Zschäpes Verteidiger sind dem Prozess nicht gewachsen.

Denn es kommt in einem solchen Prozess nicht darauf an, wie jedes einzelne von zehntausend Puzzleteilen aussehen mag, das an Hunderten von Verhandlungstagen auf den Richtertisch gelegt wird. Es kommt darauf an, wie die Richter das alles in ihrer „freien Beweiswürdigung“ bewerten, wie offen sie sind, ihre „vorläufige“, aus den Akten der Bundesanwaltschaft gewonnene Meinung zu überprüfen. Sie sind nicht sehr offen, wie die Erfahrung zeigt, jedenfalls nicht bei dieser Form der Verteidigung.

Denn Heer, Stahl und Sturm haben sich in ihrer Prozessstrategie verfangen. Sie können eine schweigende Angeklagte nicht überzeugend, nicht zielführend und schon gar nicht mit dem notwendigen Furor verteidigen. Sie haben keine Idee, wohin sie den Prozess lenken könnten, um ihrer Mandantin zu helfen. Sie können lediglich an einzelnen Zeugenaussagen herummäkeln, Zweifel säen – und jeder fragt sich: Weshalb gerade an dieser Stelle, was nützt das nun wieder der Angeklagten?
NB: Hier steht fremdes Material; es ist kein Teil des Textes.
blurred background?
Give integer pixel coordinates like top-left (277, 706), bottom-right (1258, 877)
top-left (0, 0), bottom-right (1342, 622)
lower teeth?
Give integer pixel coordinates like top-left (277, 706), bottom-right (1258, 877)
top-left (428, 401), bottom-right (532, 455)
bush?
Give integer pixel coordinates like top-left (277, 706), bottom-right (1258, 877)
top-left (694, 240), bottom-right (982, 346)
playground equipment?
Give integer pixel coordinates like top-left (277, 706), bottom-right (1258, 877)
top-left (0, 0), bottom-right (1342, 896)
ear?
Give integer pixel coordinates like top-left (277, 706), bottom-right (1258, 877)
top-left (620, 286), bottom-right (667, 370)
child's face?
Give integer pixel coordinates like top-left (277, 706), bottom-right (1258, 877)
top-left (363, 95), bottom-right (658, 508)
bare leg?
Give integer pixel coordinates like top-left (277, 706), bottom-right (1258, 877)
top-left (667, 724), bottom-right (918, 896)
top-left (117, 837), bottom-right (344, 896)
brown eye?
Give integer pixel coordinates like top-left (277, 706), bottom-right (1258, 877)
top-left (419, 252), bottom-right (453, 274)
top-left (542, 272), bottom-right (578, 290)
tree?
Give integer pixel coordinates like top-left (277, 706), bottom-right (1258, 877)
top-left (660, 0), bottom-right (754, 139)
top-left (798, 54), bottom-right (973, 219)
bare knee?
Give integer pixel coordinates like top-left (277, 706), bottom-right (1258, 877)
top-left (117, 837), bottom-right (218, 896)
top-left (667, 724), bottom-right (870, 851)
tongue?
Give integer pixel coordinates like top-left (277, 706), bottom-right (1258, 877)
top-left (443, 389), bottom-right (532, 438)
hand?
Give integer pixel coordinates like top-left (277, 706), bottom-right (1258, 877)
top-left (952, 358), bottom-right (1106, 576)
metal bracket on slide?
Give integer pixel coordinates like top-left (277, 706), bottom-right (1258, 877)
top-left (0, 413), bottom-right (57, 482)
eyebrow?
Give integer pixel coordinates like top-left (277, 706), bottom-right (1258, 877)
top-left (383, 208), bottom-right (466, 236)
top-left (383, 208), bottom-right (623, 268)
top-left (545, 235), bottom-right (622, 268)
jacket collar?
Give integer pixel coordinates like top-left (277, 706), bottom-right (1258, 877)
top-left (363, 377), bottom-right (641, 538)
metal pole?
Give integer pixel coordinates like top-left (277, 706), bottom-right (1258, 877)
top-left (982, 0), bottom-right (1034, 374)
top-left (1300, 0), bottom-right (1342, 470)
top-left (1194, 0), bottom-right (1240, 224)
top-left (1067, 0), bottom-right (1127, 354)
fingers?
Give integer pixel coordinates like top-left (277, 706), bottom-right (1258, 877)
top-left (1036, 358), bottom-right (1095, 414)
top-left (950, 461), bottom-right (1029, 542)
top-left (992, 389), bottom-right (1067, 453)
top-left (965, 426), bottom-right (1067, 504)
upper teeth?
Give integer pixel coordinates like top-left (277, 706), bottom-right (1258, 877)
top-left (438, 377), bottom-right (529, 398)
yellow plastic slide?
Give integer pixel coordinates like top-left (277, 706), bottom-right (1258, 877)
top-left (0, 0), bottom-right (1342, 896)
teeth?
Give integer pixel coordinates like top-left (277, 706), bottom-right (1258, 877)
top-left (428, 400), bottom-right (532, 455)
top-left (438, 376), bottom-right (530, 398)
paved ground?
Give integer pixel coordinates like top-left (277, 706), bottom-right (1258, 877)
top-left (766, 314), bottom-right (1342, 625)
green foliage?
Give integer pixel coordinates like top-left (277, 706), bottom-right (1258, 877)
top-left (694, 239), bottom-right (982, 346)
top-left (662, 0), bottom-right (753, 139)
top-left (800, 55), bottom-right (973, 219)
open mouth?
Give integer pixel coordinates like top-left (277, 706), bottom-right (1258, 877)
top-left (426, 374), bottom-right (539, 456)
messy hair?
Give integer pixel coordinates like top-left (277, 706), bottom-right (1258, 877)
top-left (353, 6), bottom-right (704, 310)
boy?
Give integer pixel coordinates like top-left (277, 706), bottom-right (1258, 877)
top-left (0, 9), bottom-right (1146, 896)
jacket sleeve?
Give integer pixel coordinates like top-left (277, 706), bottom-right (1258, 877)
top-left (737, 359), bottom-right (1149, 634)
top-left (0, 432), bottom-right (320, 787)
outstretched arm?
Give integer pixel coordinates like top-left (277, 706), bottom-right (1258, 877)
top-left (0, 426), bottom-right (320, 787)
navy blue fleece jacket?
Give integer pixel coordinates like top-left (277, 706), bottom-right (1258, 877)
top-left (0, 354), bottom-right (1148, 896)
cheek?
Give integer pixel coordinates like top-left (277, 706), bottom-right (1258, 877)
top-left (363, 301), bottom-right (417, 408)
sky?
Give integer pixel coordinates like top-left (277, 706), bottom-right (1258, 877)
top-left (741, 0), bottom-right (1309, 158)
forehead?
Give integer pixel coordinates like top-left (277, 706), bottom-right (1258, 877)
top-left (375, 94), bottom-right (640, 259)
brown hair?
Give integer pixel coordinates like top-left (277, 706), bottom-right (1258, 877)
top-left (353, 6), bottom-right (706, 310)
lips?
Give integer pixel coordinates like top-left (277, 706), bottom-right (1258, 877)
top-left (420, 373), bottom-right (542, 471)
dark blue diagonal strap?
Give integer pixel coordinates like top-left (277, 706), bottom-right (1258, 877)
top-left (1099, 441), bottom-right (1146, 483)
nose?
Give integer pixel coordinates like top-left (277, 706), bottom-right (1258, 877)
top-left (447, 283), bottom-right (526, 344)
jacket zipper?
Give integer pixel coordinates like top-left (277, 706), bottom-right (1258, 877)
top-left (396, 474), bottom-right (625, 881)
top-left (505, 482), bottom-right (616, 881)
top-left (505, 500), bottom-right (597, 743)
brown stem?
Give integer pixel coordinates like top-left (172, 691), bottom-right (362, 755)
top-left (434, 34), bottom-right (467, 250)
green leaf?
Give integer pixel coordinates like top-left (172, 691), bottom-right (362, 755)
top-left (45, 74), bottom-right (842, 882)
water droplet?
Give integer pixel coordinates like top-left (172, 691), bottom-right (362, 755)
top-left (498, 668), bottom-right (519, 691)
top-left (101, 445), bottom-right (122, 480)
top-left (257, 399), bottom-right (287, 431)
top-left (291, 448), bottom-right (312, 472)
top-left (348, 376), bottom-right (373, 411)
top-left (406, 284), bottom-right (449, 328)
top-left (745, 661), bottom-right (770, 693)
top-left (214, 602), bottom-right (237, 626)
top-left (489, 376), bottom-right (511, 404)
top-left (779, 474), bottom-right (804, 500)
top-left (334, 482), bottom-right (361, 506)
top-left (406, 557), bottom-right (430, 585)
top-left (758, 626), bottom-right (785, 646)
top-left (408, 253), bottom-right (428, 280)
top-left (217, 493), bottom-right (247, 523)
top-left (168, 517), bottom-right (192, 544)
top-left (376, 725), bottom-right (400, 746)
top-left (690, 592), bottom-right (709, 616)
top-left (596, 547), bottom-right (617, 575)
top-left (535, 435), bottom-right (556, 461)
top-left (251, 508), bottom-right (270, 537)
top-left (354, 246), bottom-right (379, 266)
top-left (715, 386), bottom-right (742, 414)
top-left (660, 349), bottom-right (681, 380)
Und zumindest die beiden Männer haben auch nicht die Statur, einem sich mächtig fühlenden und auch so agierenden Götzl Paroli bieten, gar dieser Hauptverhandlung einen Stempel aufprägen zu können. Der Vorsitzende Richter behandelt sie, sobald sie nur kleine formale Fehler machen, wie Schulbuben, raunzt sie an. Die Verteidiger machen Fehler, auch unnötige formale. Und sie lassen sich Götzls Tiraden bieten, rennen allenfalls beleidigt aus dem Saal oder schweigen mit Flunsch. Zschäpes Verteidiger, man muss es leider sagen, sind einem Prozess dieser Größenordnung nicht gewachsen.